Jakarta — Otoritas Jasa Keuangan (OJK) mencatat aktivitas pengawasan yang cukup ketat sepanjang tahun 2024. Melalui tindakan tegas berupa pencabutan izin dan sanksi, OJK berusaha menata industri fintech peer-to-peer (P2P) lending atau pinjaman online agar lebih sehat dan dapat dipercaya oleh masyarakat. Pada tahun tersebut, OJK telah mencabut izin usaha empat penyelenggara fintech P2P lending dan mengeluarkan 661 sanksi administratif.
Dari empat entitas yang izinnya dicabut, dua di antaranya, yaitu TaniFund dan Investree, dikenai sanksi akibat tidak memenuhi ketentuan ekuitas minimum serta gagal melaksanakan rekomendasi pengawasan yang ditetapkan oleh OJK. “OJK melakukan penegakan hukum berupa pencabutan izin usaha terhadap TaniFund dan Investree dikarenakan kedua pindar tersebut tidak memenuhi ketentuan ekuitas minimum dan tidak melaksanakan rekomendasi pengawasan OJK,” ujar Plt. Kepala Departemen Literasi, Inklusi Keuangan, dan Komunikasi OJK, M. Ismail Riyadi, dalam kesempatan press conference di Jakarta, Senin, 3 Februari 2025.
Proses setelah pencabutan izin TaniFund pun telah dimulai. Tim Likuidasi PT Tani Fund Madani Indonesia melakukan pengumuman pembubaran perseroan melalui surat kabar pada 1 Agustus 2024, dan pengumuman tersebut termuat di Berita Negara Republik Indonesia (BNRI) Nomor 062 pada 02 Agustus 2024. Hingga akhir tahun 2024, OJK menerima sebanyak tujuh pengaduan terkait dengan TaniFund.

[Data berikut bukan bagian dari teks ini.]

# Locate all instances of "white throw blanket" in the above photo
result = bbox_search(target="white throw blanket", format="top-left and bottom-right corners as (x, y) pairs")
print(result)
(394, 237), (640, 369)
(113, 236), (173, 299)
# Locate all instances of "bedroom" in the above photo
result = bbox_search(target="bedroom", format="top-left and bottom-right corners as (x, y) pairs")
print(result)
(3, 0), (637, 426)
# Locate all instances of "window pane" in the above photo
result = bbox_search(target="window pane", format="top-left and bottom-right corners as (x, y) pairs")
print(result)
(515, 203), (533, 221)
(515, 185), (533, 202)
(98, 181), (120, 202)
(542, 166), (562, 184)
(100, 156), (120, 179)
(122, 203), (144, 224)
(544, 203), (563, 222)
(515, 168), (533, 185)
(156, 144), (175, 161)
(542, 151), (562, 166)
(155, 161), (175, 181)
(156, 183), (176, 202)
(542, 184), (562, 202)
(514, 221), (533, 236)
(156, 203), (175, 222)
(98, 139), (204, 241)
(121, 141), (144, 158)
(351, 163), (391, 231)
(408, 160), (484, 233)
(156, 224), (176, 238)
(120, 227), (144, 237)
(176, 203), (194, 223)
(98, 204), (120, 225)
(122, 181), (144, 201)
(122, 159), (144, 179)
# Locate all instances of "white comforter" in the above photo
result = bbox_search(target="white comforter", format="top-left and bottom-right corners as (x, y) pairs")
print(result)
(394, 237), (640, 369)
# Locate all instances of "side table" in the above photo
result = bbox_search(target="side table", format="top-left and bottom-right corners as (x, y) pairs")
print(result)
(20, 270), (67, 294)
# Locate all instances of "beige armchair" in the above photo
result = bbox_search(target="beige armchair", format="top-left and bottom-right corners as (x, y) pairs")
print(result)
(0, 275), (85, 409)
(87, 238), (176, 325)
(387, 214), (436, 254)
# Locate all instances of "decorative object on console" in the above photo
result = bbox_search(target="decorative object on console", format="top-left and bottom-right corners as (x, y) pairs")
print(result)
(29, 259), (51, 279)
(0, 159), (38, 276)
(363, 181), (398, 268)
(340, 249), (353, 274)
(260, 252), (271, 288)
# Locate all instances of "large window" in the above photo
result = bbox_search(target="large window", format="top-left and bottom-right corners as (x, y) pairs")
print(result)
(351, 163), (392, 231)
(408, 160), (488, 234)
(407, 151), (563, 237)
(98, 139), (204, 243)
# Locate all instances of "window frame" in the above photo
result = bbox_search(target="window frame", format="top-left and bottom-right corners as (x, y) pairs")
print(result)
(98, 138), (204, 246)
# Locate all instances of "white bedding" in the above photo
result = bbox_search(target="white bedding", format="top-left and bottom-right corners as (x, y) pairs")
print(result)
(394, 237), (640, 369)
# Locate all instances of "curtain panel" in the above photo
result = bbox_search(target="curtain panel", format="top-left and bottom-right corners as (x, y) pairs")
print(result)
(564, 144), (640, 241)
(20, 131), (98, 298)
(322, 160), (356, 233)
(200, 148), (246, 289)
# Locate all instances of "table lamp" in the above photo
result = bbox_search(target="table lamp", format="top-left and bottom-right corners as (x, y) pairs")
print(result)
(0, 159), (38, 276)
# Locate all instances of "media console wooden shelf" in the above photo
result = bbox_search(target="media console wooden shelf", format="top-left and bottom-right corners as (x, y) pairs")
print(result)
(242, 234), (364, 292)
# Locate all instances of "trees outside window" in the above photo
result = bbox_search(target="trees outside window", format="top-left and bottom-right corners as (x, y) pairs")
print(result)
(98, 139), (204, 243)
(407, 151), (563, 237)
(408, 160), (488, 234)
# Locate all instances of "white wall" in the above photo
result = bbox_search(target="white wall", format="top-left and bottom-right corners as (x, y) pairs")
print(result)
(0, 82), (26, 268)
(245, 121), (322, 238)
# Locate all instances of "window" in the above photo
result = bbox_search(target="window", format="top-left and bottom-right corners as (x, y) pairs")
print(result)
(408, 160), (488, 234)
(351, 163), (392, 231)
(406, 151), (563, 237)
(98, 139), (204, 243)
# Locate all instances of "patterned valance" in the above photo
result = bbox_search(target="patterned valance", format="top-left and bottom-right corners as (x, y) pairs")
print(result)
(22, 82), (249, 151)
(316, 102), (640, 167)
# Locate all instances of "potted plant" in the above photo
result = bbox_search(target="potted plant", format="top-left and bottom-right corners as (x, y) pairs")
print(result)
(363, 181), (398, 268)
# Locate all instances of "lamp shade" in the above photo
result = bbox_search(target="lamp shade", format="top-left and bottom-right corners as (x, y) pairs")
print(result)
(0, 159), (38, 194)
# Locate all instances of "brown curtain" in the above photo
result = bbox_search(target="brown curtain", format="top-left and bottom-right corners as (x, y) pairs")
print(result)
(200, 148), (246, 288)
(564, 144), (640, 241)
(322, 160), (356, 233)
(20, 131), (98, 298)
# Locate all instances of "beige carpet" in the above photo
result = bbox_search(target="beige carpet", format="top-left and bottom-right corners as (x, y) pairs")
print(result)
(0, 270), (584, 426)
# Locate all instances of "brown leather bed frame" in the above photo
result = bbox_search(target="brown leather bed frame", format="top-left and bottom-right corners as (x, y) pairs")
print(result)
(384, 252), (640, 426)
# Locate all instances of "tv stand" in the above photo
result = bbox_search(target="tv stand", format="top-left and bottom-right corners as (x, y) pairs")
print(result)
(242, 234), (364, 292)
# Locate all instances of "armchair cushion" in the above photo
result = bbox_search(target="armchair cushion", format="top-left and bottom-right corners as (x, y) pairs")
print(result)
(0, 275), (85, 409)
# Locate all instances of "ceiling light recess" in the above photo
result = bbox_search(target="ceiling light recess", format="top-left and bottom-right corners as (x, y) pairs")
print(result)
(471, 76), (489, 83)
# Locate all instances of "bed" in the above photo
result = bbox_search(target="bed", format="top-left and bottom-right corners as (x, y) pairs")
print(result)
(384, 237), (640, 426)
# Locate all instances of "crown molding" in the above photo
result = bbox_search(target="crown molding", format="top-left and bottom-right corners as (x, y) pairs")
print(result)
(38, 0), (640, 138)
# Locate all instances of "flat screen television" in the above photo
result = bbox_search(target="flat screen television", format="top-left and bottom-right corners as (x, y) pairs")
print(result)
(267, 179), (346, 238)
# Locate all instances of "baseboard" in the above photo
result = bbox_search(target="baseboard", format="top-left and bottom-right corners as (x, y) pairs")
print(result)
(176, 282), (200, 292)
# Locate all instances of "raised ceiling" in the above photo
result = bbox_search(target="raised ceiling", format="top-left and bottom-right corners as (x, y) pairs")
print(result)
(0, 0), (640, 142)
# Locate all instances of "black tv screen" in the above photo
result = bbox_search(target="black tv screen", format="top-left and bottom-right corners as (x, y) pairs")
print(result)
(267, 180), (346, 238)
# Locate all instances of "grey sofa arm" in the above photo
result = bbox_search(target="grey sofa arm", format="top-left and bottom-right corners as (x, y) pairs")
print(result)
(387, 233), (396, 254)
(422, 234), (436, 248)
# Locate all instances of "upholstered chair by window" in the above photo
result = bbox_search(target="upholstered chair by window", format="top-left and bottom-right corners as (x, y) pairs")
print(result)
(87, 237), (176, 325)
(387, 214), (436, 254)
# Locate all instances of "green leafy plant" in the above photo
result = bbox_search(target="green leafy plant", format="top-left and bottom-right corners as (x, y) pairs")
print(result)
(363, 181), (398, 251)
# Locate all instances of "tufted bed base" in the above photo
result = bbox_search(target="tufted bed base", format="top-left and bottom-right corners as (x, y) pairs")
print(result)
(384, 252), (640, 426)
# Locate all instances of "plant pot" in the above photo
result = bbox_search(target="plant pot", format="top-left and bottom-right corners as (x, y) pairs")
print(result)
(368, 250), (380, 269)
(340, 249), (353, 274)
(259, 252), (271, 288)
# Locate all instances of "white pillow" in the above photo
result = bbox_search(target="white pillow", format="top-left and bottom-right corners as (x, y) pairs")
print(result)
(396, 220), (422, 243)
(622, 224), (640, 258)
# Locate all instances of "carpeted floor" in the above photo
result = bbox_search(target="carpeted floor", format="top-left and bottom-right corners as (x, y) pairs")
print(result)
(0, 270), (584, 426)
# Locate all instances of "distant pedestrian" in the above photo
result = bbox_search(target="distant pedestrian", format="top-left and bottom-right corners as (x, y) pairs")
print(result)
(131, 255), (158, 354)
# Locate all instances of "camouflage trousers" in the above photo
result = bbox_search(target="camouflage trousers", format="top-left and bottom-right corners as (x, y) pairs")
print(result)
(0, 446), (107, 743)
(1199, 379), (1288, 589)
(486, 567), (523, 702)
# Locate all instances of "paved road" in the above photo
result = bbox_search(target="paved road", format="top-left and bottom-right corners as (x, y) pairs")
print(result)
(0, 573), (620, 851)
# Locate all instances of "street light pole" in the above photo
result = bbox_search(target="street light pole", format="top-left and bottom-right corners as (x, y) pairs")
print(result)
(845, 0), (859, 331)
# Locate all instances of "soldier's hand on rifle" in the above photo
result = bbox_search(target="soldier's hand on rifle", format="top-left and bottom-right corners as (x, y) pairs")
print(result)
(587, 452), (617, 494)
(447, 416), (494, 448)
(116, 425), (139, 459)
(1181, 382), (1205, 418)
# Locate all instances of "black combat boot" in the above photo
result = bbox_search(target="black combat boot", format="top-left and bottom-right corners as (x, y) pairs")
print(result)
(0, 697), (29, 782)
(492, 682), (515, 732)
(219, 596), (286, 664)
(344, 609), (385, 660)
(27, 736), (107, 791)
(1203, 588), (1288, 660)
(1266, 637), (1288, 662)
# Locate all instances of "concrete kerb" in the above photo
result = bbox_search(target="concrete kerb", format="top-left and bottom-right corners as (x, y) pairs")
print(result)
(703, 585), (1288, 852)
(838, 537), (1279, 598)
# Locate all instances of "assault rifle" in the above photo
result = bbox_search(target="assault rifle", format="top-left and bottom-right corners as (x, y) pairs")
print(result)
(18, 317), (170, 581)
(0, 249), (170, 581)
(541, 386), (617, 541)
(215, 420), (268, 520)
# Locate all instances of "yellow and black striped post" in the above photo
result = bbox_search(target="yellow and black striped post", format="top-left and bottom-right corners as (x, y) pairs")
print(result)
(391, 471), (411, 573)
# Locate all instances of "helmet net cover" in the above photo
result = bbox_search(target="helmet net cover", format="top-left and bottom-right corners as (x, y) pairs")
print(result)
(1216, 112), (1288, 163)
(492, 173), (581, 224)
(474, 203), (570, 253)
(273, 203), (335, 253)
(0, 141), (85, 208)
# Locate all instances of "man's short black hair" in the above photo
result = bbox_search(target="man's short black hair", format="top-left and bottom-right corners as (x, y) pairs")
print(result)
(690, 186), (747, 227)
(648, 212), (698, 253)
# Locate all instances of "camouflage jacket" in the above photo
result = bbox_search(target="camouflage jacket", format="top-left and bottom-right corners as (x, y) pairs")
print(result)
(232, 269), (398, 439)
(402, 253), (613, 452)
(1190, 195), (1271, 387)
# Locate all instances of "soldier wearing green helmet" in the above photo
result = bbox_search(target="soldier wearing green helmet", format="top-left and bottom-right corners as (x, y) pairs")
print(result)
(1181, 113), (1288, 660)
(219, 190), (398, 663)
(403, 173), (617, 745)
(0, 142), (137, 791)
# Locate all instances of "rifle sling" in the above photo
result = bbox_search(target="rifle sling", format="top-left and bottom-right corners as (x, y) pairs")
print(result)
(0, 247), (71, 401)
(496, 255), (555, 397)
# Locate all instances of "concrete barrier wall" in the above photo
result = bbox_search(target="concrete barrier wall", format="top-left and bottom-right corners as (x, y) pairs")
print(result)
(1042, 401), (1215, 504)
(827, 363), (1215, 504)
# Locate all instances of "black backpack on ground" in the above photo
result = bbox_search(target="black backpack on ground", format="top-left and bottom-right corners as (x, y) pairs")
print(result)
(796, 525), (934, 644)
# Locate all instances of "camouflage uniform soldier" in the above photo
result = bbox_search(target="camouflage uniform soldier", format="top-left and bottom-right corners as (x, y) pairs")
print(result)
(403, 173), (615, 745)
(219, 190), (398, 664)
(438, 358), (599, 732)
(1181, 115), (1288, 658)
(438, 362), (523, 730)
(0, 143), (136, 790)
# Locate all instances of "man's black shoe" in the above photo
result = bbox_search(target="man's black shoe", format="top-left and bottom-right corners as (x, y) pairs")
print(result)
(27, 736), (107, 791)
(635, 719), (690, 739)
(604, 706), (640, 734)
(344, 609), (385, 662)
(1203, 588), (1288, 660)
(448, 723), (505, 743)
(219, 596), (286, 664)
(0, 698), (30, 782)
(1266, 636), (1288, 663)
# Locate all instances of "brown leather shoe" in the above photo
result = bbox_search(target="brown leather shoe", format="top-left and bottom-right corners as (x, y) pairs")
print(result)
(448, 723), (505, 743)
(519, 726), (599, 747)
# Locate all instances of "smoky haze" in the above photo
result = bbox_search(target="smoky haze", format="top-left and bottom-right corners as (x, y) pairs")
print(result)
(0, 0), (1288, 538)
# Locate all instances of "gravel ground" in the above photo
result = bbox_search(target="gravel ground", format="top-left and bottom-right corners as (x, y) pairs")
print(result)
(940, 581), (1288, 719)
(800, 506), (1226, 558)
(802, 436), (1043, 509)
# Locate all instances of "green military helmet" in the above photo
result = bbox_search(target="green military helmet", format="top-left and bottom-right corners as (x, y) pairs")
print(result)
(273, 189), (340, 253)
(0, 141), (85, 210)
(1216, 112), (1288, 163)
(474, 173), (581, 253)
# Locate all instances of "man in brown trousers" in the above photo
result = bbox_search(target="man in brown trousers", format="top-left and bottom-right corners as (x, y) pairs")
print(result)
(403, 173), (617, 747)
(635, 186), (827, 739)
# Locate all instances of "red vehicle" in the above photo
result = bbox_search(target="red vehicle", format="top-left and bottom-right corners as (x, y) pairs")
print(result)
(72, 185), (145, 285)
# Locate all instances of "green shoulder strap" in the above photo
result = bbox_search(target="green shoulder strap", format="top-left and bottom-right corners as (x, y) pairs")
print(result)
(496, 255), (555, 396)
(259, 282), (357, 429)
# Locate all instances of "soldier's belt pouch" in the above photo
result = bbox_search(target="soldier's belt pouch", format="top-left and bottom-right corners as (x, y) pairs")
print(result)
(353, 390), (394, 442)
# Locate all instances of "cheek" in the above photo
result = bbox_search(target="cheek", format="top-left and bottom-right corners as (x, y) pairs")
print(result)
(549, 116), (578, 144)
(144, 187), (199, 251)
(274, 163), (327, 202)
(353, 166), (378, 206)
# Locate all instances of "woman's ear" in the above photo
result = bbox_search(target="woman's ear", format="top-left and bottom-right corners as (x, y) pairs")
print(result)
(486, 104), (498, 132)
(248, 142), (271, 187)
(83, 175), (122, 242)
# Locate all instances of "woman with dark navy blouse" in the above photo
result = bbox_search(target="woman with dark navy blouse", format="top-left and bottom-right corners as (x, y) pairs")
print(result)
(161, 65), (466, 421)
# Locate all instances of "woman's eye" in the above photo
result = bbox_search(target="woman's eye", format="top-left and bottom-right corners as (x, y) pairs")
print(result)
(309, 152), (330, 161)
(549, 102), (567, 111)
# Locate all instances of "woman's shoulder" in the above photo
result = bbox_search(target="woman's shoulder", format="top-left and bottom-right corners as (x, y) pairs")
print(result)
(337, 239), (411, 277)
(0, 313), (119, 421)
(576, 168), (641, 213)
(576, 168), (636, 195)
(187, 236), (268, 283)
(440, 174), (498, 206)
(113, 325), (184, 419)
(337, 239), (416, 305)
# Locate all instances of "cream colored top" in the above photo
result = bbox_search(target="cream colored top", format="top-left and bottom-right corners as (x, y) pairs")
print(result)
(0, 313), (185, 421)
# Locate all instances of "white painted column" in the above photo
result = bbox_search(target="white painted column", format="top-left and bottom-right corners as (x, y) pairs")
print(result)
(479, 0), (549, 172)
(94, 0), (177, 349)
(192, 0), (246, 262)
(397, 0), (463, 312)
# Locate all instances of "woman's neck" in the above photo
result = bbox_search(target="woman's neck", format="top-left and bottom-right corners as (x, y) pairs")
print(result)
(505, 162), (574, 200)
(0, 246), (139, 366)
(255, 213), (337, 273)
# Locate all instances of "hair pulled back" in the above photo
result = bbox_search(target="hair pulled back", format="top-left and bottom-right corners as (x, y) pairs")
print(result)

Masyarakat yang masih memiliki urusan terkait hak dan kewajiban dengan TaniFund diarahkan untuk menghubungi tim likuidasi yang dibentuk. “Terkait dengan dugaan tindak pidana yang terjadi di TaniFund, telah ditindaklanjuti dengan melaporkan kepada aparat penegak hukum sesuai dengan kewenangan,” tambah Ismail.
Penanganan serupa juga dilakukan pada Investree — salah satu fintech P2P lending terkemuka. Meski Investree lebih banyak menerima pengaduan sebanyak 85 kali setelah pencabutan izin usahanya, Rapat Umum Pemegang Saham (RUPS) Investree telah menunjuk tim likuidasi yang bertugas menyelesaikan hak dan kewajiban perusahaan.
Dalam perkembangan lain terkait penanganan Direktur Utama Investree, OJK pun telah melakukan Penilaian Kembali Pihak Utama (PKPU) sesuai ketentuan POJK. Diungkapkan bahwa PKPU terhadap AAG, Direktur Utama Investree, tidak menghapuskan tanggung jawab serta dugaan perbuatan pidana dalam pengurusan Investree.
Upaya hukum juga diperluas melalui kerja sama OJK dengan Polri dan Interpol. “Melalui kolaborasi antara penyidik OJK dengan Polri, dua tersangka diharapkan dapat segera dihadirkan untuk kelanjutan proses penegakan hukum atas tindakan tersangka dan memberikan kejelasan atas nasib investor di Investree,” ujar Ismail.
Di tengah penegakan hukum terhadap para penyelenggara fintech P2P lending, OJK juga menanggapi isu yang melibatkan eFishery. Namun, Ismail menekankan bahwa eFishery bukanlah lembaga jasa keuangan di bawah pengawasan OJK, meskipun demikian, perkembangan terkait penyelesaian isu yang menyangkut entitas tersebut tetap dipantau.
Sebagai bentuk komitmen untuk menciptakan industri P2P lending yang sehat di Indonesia, OJK telah meluncurkan roadmap untuk periode 2023-2028 dan mengeluarkan beberapa regulasi penting. POJK Nomor 40 Tahun 2024 tentang Layanan Pendanaan Bersama Berbasis Teknologi Informasi (LPBBTI) diterbitkan sebagai penyempurnaan dari peraturan sebelumnya untuk meningkatkan pengawasan dan menata industri ke depan.
OJK tak hanya berhenti pada peraturan yang ada, saat ini sedang dalam tahap penyusunan Rancangan Surat Edaran OJK (RSEOJK) tentang pengetatan kegiatan usaha LPBBTI, yang diharapkan dapat memperkuat pemahaman dan analisis risiko di kalangan penyelenggara pindar.
Dengan langkah-langkah ini, OJK berharap dapat memberikan kepercayaan terhadap industri fintech di Indonesia, melindungi konsumen serta menciptakan ekosistem fintech yang kondusif dan berkembang secara sehat.